I only learned yesterday the sad news that Bill Riley will not be returning to his post as Head of Wind. He has made a well-nigh miraculous recovery from his severe illness of last summer and shown superb resilience and determination. He has been a full-time member of staff for eighteen years, having taught part-time previously for three. His contribution to instrumental teaching, the various bands and the School's music overall has been huge and we thank him and wish him a continuing return to full health and vigour. To both him and Margrit our warmest good wishes for their retirement and future happiness.

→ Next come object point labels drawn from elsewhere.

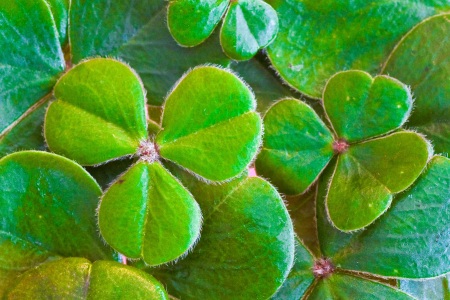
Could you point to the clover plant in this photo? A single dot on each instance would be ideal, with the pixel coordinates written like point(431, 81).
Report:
point(128, 156)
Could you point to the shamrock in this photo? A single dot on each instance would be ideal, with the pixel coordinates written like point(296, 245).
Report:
point(372, 163)
point(208, 127)
point(248, 25)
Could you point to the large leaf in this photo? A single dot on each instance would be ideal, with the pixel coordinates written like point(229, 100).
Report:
point(148, 214)
point(93, 119)
point(78, 278)
point(47, 209)
point(342, 286)
point(191, 22)
point(136, 32)
point(249, 25)
point(421, 60)
point(319, 38)
point(247, 238)
point(369, 173)
point(30, 60)
point(411, 240)
point(360, 107)
point(209, 124)
point(297, 146)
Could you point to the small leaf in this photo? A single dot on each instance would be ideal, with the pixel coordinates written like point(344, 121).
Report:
point(412, 238)
point(142, 40)
point(77, 278)
point(148, 214)
point(316, 39)
point(421, 60)
point(360, 107)
point(247, 238)
point(30, 60)
point(369, 173)
point(191, 22)
point(93, 119)
point(249, 25)
point(342, 286)
point(209, 124)
point(301, 276)
point(297, 146)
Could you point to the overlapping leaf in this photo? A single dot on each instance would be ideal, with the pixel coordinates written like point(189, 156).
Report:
point(421, 60)
point(316, 39)
point(78, 278)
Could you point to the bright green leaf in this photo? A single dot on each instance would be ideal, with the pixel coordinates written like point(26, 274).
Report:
point(297, 146)
point(341, 286)
point(148, 214)
point(209, 124)
point(421, 60)
point(412, 238)
point(300, 277)
point(369, 173)
point(249, 25)
point(191, 22)
point(77, 278)
point(94, 119)
point(360, 107)
point(142, 39)
point(316, 39)
point(30, 60)
point(247, 238)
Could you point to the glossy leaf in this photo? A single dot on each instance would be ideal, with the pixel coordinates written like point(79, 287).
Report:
point(411, 239)
point(148, 214)
point(360, 107)
point(421, 60)
point(369, 173)
point(297, 146)
point(316, 39)
point(191, 22)
point(31, 58)
point(266, 86)
point(209, 124)
point(77, 278)
point(341, 286)
point(247, 238)
point(301, 276)
point(136, 32)
point(248, 26)
point(47, 209)
point(93, 119)
point(27, 133)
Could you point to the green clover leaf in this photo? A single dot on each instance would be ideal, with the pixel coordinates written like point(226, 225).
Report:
point(209, 126)
point(317, 39)
point(248, 25)
point(78, 278)
point(408, 242)
point(298, 146)
point(421, 60)
point(47, 210)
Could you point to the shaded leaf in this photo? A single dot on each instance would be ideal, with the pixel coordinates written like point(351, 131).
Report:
point(369, 173)
point(360, 107)
point(316, 39)
point(209, 124)
point(297, 146)
point(421, 60)
point(148, 214)
point(77, 278)
point(93, 119)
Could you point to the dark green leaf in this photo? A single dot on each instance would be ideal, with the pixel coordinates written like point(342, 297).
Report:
point(316, 39)
point(77, 278)
point(421, 60)
point(297, 146)
point(93, 119)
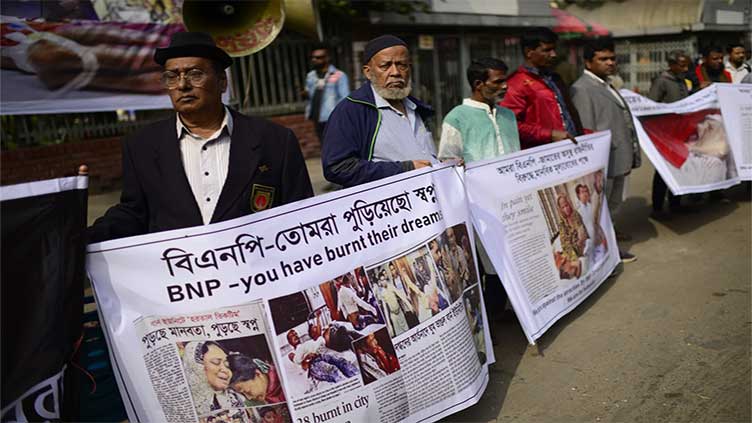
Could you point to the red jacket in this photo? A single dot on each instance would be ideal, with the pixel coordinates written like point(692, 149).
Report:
point(535, 107)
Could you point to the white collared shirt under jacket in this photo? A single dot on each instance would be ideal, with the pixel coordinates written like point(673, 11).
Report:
point(206, 162)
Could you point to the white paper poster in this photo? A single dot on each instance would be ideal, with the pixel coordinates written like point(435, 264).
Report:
point(360, 305)
point(542, 216)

"strong sense of commitment. "

Also we say our farewells today to Keith Coulthard, forty-two years a member of staff, for some of which he has headed our geography department and for most of which — thirty-seven years — he was careers master. For a long time he ran the School's scout troop and its Young Farmers' Club. For seventeen years he was a boarding Housemaster. This is an outstanding record of service, and generations of Peterites have him to thank for being just that sort of Schoolmaster whom Cardinal Hume was describing at his monastic conference. I owe Keith special thanks for his quiet, wise help and advice in his capacity as Common Room Chairman, a role he filled with tact and effectiveness. Nor must Margaret be overlooked and the special importance of her part as Housemaster's wife during their many years in Dronfield. We give them both our very grateful thanks and our warm good wishes for a long, happy and active retirement.

I have mentioned two of my three human constituencies — parents and staff. I turn finally to the School's pupils. If I see them only infrequently in the classroom it is because the other affairs that absorb my time — our developments, our marketing, our curriculum and so on — are being pursued in the interests of their education and its enhancement. That relatively little of my time is spent on matters of discipline is, I believe, a reflection of our boys' and girls' overall high standards of responsibility and sense. Particularly rewarding for me as Head Master are the sometimes verbal, sometimes written indications from parents that their sons and daughters like School, that they have full School lives and above all that they are happy here. I hope that it is not just the rose-tinted spectacles of the academic year end which makes me think that the majority of our pupils actually enjoy their Schooldays: certainly not a few genuine tears are shed as our leavers say their final goodbyes and depart. To our pupils for all that they have done to make this another successful year and to make my task of headship the more fulfilled and satisfying my thanks. To you all my good wishes for a refreshing and restful summer holiday.